[NVBug: 6038899] Fix MoE export crash on meta tensors with CPU offload by cjluo-nv · Pull Request #1155 · NVIDIA/Model-Optimizer

cjluo-nv · 2026-04-01T16:54:01Z

Summary

Fixes NotImplementedError in sync_moe_gate_up_amax when quantizing MoE models (e.g. Qwen3-30B-A3B) on a single GPU with insufficient VRAM.

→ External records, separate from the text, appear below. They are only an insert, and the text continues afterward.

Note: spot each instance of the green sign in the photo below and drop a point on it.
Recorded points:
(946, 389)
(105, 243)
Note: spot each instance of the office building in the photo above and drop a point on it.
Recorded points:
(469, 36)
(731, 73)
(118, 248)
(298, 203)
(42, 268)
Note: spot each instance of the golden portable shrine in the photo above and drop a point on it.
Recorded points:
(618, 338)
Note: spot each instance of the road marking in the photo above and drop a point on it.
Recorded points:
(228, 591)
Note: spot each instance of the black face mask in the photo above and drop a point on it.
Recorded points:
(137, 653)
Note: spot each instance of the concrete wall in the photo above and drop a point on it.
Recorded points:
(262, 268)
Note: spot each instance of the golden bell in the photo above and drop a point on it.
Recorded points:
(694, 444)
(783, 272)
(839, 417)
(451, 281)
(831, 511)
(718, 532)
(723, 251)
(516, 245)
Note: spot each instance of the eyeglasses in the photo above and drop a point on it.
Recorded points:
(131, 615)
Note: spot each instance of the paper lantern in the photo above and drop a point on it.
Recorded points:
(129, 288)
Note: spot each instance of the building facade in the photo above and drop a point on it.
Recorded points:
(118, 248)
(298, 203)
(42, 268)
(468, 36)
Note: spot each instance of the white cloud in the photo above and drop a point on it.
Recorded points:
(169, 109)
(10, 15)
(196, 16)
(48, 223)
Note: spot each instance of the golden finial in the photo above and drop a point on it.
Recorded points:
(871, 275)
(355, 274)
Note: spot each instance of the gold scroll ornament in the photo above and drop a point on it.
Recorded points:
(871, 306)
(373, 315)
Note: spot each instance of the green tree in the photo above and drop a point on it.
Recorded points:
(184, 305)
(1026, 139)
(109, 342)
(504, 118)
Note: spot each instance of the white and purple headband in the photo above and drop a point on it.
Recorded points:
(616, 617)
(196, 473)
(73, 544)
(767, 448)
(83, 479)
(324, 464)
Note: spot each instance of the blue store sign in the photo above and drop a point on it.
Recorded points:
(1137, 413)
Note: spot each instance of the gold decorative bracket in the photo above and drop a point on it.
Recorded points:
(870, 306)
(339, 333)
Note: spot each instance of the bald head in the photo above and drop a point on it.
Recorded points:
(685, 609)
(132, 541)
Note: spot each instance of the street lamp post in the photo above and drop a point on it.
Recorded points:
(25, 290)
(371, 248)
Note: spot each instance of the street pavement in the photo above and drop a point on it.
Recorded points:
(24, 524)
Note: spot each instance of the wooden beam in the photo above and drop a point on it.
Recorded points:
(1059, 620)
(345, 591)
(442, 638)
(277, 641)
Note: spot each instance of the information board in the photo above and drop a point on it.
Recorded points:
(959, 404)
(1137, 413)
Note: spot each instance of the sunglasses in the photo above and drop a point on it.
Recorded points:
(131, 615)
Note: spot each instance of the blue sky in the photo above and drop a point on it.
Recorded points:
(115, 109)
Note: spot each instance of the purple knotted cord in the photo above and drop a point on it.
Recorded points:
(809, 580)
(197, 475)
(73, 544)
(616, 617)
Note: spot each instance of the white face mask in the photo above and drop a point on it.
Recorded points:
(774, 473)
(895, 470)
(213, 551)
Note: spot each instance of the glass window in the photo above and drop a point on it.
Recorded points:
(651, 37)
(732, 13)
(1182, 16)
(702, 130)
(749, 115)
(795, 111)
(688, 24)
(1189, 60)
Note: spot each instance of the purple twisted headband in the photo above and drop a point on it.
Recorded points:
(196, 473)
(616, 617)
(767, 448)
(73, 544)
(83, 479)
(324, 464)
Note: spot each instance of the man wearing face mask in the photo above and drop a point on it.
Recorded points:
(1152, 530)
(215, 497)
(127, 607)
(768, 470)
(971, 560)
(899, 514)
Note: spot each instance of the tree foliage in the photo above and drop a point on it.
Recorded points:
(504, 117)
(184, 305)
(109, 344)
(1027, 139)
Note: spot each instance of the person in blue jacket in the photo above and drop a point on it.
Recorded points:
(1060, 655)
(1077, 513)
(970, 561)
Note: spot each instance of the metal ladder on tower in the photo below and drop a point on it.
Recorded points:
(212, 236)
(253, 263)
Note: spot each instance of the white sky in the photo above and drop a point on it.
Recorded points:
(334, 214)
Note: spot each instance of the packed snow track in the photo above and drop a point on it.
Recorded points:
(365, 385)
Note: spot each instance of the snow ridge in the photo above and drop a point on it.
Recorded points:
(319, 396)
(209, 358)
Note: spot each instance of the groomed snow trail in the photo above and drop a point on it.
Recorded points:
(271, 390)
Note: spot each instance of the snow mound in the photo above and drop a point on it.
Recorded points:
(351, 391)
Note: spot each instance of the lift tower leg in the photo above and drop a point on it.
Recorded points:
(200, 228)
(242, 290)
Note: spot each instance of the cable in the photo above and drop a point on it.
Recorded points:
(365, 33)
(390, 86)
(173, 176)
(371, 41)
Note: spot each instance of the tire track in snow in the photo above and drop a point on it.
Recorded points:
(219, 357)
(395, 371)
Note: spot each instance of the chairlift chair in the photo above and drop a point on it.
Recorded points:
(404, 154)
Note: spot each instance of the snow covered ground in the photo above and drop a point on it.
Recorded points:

When GPU memory is insufficient, ModelOpt enables CPU offload via accelerate, leaving uncalibrated expert parameters on the meta device. During export, sync_moe_gate_up_amax calls torch.equal() on these meta tensors, which raises NotImplementedError because aten::equal does not support meta tensors — even though calibration itself completed successfully.

Changes

Add a guard in sync_moe_gate_up_amax to skip amax sync for meta tensors (which have no real data to sync) and emit a warning explaining the root cause.

Bug: https://nvbugspro.nvidia.com/bug/6038899

🤖 Generated with Claude Code

Summary by CodeRabbit

Bug Fixes
- Added warning messages for unsupported tensor configurations in quantization workflows.
- Improved edge case detection to gracefully skip processing in incompatible scenarios.

…nsors Signed-off-by: Chenjie Luo <chenjiel@nvidia.com>

github-actions · 2026-04-01T16:58:18Z

PR Preview Action v1.8.1
🚀 View preview at https://NVIDIA.github.io/Model-Optimizer/pr-preview/pr-1155/
Built to branch `gh-pages` at 2026-04-01 16:58 UTC. Preview will be ready when the GitHub Pages deployment is complete.

coderabbitai · 2026-04-01T17:00:38Z

No actionable comments were generated in the recent review. 🎉

ℹ️ Recent review info

⚙️ Run configuration

Configuration used: Path: .coderabbit.yaml

Review profile: CHILL

Plan: Pro

Run ID: 5d521494-9dbb-4f17-9bf2-fe40cbf579c8

📥 Commits

Reviewing files that changed from the base of the PR and between 09b3c0b and 7b677c5.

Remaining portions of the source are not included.